I note that the Russians and Chinese are also developing stealthy fighters, but these are direct counterparts to the larger, heavier, longer-legged and faster F-22. No one is building an equivalent to the F-35, not yet. The Russian and Chinese counterparts to the Raptor won't be in service for at least several years.

If Obama is re-elected - and as things stand now, I consider that more likely than not (see post on Feb 1 installment of TT) - I expect that he'll cancel the F-35 altogether.

I thought it was criminally negligent of him to cancel the F-22. While the F-35 continues to experience cost overruns and problems, the F-22 was our "bird in the hand". What a dumb move!

Even I could live with cancelling the F-35; not enough range/payload, and too expensive, and if stealth is compromised by new defensive technologies, we wind up banking on a very expensive pig in a poke.

What I would do instead is re-start F-22 production and go ahead and build the fleet of 700-800 the USAF originally wanted. We could have these long before the Russians or Chinese could build anything comparable in those numbers, and it is a more capable airplane all around than the F-35.

Otherwise, I'd be fine with the Navy basing their fleets on the SH - a perfectly good aircraft once they put a planned stronger engine inside. I'd also like to see the Air Force buy a bunch of new-build "Hyper Vipers", in the same class as Israel's F-16I, which is a superb aircraft; they are also much cheaper than the F-35.

Marine Aviation should also get the Super Hornet; I know they are highly resistant to this, as they were the original F/A-18, but the USMC seems blinded by enthusiasm over VSTOL, which has not proven to be objectively important in combat.

The SH could perform the Marines' roles of CAS/BAI and battlefield air superiority just dandy, being very survivable, maneuverable, and with a good payload...and it is also a heck of a lot cheaper than the F-35.

Hippo said...

IMHO, stealth does not equal "invisible." Optical devices -- including the Mark One, Mod zero eyeball -- can still locate and track the "black jets" in day VFR conditions. And the trouble with internal carriage is that sooner or later you must open the doors to release the very non-stealthy bombs inside. So one probably will carry standoff smart weapons. Well, if the standoff range is great enough, why bother with stealth in the first place? An interesting condundrum...

Ed Rasimus said...

Hippo, the answer to the conundrum is "defense in depth" which necessitates Romulan cloaking until within photon torpedo range.
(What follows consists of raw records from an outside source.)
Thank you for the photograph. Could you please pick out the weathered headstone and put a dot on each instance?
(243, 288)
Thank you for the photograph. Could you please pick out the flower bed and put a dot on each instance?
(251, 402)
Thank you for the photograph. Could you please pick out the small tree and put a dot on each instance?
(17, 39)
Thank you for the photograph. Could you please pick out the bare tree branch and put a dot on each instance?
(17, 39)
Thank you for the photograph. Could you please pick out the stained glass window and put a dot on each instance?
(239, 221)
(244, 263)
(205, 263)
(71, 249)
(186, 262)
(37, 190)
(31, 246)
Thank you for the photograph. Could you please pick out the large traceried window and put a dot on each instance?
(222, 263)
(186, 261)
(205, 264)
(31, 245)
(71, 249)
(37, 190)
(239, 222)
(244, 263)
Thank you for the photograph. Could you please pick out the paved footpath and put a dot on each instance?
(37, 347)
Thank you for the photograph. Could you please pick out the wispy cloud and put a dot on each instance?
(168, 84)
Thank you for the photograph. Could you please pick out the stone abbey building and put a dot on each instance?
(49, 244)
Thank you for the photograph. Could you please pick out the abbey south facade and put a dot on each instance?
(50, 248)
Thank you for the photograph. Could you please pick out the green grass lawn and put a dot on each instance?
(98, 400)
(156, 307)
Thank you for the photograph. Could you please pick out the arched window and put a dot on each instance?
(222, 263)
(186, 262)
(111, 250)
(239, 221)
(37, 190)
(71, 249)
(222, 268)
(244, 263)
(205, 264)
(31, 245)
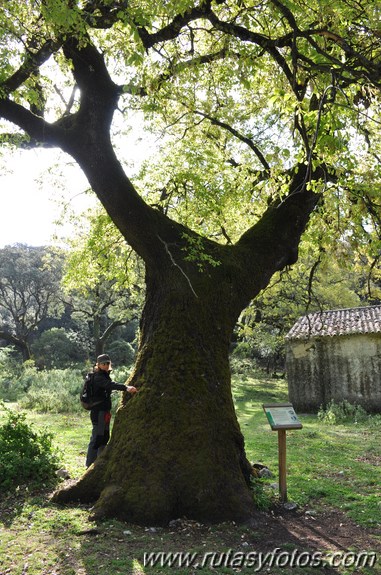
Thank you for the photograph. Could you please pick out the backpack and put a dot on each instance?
(87, 398)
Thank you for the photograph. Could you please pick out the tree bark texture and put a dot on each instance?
(176, 447)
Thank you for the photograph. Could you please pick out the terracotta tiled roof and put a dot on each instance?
(338, 322)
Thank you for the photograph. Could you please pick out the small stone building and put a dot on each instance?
(335, 355)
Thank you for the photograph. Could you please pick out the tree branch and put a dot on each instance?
(238, 135)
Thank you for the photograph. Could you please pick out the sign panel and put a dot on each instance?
(281, 416)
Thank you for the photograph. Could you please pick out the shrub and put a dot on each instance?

The "open door" issue is minimal, since that period is extremely short and unless the enemy sensor is coincidentally on target in its sweep, you won't be detected.

During multi-player sim exercises against YF-23 profiles, a defender might get a momentary blip (they were generated as little spiders on our displays)--just long enough for an "Aw sh**!" before "You Are Dead" popped up on your display and controls froze.